Node.jsBackendFull-Stack

Node.js Performance: Clustering, Worker Threads & PM2

TT
TopicTrick Team
Node.js Performance: Clustering, Worker Threads & PM2

Node.js Performance: Clustering, Worker Threads & PM2

A single-threaded Node.js process is fast for I/O-bound work — database queries, HTTP calls, file reads — because those operations happen asynchronously. But it has two performance ceilings: it can only use one CPU core, and any CPU-intensive operation blocks the event loop for every other request.

This module covers how to remove both ceilings: clustering for multi-core utilisation, worker threads for CPU-bound work, PM2 for production process management, and profiling to find where time is actually being spent.

This is Module 32 of the Node.js Full‑Stack Developer course.

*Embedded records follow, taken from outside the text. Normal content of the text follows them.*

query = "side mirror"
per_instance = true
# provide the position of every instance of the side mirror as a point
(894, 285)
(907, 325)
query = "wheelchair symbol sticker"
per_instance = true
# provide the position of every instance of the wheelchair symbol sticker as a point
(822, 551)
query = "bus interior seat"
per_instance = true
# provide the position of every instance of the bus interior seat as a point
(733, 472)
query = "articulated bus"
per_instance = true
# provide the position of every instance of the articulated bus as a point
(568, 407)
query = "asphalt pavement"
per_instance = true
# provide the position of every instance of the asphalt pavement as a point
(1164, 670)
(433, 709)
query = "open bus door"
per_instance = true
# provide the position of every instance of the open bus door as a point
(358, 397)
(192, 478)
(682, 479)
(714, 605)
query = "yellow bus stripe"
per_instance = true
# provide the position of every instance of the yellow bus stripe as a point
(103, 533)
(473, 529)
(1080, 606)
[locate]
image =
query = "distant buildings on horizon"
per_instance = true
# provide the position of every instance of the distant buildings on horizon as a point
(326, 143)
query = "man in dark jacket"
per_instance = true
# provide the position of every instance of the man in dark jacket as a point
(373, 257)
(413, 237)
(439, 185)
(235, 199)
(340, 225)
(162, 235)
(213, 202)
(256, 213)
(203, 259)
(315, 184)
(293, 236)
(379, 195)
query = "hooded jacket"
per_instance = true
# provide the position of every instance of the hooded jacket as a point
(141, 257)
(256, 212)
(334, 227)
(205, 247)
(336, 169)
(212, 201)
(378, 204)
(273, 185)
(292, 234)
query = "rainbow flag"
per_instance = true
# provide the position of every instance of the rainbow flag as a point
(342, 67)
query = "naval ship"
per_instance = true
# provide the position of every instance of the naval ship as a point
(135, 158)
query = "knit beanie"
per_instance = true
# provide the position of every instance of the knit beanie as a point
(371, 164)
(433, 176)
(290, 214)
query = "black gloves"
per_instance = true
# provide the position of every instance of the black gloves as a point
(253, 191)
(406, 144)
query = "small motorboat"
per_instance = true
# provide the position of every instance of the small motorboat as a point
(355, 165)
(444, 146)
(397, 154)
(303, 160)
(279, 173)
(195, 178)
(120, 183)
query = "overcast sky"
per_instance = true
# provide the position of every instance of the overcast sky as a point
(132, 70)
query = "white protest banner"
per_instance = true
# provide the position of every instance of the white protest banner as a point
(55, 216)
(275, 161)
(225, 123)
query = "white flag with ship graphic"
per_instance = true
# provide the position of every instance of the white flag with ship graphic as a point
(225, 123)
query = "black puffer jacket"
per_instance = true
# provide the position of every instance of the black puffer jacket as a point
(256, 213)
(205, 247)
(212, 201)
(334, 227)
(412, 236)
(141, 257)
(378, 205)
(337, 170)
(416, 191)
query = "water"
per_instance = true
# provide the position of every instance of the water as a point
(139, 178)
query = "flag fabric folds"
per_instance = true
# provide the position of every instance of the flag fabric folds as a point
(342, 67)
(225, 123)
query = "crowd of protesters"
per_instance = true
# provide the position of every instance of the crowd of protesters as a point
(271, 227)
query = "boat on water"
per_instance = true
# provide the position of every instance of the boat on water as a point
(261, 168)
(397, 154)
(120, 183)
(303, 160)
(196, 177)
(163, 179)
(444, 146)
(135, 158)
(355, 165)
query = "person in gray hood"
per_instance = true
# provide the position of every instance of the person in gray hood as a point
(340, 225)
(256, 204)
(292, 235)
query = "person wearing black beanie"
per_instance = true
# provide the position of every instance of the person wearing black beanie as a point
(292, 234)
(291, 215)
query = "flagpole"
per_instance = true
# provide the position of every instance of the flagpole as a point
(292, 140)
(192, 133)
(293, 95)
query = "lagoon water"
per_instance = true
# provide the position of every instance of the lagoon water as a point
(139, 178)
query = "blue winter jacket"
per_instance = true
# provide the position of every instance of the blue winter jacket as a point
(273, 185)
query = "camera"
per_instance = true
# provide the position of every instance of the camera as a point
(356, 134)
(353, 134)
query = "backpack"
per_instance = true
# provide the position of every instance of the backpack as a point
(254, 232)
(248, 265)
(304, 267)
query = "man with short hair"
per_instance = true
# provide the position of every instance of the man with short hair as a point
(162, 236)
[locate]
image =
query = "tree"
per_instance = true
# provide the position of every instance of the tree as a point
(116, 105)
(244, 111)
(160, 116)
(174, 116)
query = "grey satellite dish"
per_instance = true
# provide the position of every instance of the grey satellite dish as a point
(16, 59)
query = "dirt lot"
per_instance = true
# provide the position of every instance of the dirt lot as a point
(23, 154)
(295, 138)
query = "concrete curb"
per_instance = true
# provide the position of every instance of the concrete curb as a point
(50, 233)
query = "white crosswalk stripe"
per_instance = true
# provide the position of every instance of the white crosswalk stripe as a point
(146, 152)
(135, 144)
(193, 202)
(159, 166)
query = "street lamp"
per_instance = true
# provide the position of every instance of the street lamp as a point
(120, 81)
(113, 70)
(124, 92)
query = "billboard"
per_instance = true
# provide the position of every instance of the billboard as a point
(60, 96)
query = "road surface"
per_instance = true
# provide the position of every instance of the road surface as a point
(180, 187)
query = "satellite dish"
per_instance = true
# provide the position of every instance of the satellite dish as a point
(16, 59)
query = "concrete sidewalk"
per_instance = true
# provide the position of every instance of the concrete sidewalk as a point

The Problem: Single-Threaded Bottlenecks

js
// This blocks the event loop — no other requests can be handled while it runs
app.get('/compute', (req, res) => {
  let result = 0;
  for (let i = 0; i < 10_000_000_000; i++) result += i; // 5-10 seconds
  res.json({ result });
});

While the loop runs, every other request to your server waits. This is the event loop blocking problem.

There are two solutions:

  1. Clustering — run multiple Node.js processes so other processes handle requests while one is busy
  2. Worker threads — move the CPU-intensive work off the main thread

Clustering with the cluster Module

js
// src/cluster.js
import cluster from 'cluster';
import os from 'os';
import { fileURLToPath } from 'url';

const numCPUs = os.availableParallelism(); // Node 19+, or os.cpus().length

if (cluster.isPrimary) {
  console.log(`Primary process ${process.pid} running`);
  console.log(`Spawning ${numCPUs} workers`);

  // Fork one worker per CPU core
  for (let i = 0; i < numCPUs; i++) {
    cluster.fork();
  }

  // Restart crashed workers
  cluster.on('exit', (worker, code, signal) => {
    console.warn(`Worker ${worker.process.pid} died (${signal || code}). Restarting...`);
    cluster.fork();
  });

  cluster.on('online', (worker) => {
    console.log(`Worker ${worker.process.pid} is online`);
  });
} else {
  // Workers run the Express app
  const { default: app } = await import('./app.js');
  const PORT = process.env.PORT ?? 3000;

  app.listen(PORT, () => {
    console.log(`Worker ${process.pid} listening on port ${PORT}`);
  });
}

Run with: node src/cluster.js

All workers share port 3000. The OS distributes incoming connections across them (round-robin on Linux).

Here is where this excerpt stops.